この特別支援課題ではどのような研究を行っていますか。

電子デバイスは電子の動きを利用したものですが、電子の機能性だけではなく光の機能性も利用し、より小さく、より省電力化、より高速化、外的な影響により強い光・電子機能性量子デバイスを基礎理学的な観点から理論的に設計することを目標として研究を進めています。次世代電磁場エネルギー伝播デバイス(導波路)や量子データ転送デバイス、また、太陽光のエネルギーを効率よく電気や化学的なエネルギーに変換する太陽電池や光触媒などの開発に貢献できる設計指針を計算科学の立場から提案することが最重要課題です。

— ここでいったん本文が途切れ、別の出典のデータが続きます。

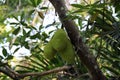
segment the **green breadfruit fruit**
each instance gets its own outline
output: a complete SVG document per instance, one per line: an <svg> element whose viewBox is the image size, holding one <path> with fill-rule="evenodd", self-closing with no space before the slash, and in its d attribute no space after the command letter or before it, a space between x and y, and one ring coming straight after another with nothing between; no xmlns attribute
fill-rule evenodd
<svg viewBox="0 0 120 80"><path fill-rule="evenodd" d="M51 43L49 42L45 47L44 47L44 56L47 59L53 59L56 54L56 51L52 48Z"/></svg>
<svg viewBox="0 0 120 80"><path fill-rule="evenodd" d="M75 60L75 50L71 44L71 42L68 40L67 42L67 48L59 53L63 61L67 62L67 64L73 64Z"/></svg>
<svg viewBox="0 0 120 80"><path fill-rule="evenodd" d="M67 40L68 38L65 31L58 29L51 40L52 47L58 52L63 51L66 48Z"/></svg>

なぜ「京」コンピュータを使って理論設計しなければいけないのですか?

われわれが対象とする光・電子次世代量子デバイスの機能性は、数~十数ナノメートルサイズのきわめて小さな領域で起こる電子と光の複雑な絡み合いや運動によって支配されています。デバイス設計に向けた実験・開発研究と相補的に、理論計算に基づくデバイス設計を行い、得られた結果を実験・開発
の現場にフィードバックし、理論・実験の両面からデバイス開発を進展させることが非常に重要になります。
ナノメートルサイズのデバイスで起こると予想される光と電子の振る舞いは、量子力学に基づく方程式で記述できます。この方程式を実在のデバイスを想定して解くためには、非常に大規模な計算が必要です。われわれのグループでは「京」コンピュータの約3分の1の資源である約20万コアを使って効率的に光と電子の振る舞いを記述するためのプログラムを完成させました。


今後の展望をお聞かせ下さい。

次世代デバイスの開発は、基礎研究から応用開発に至までその研究領域は多岐にわたっており、それ故に、解決すべき課題を明確にすることはきわめて重要です。われわれは、「京」コンピュータを最大限に利用して基礎学術的な観点からデバイス動作メカニズムの解明や新奇機能性発現の理論予測等を行い、デバイス設計の指導原理となりうるナノ光応答理論の確立をめざしています。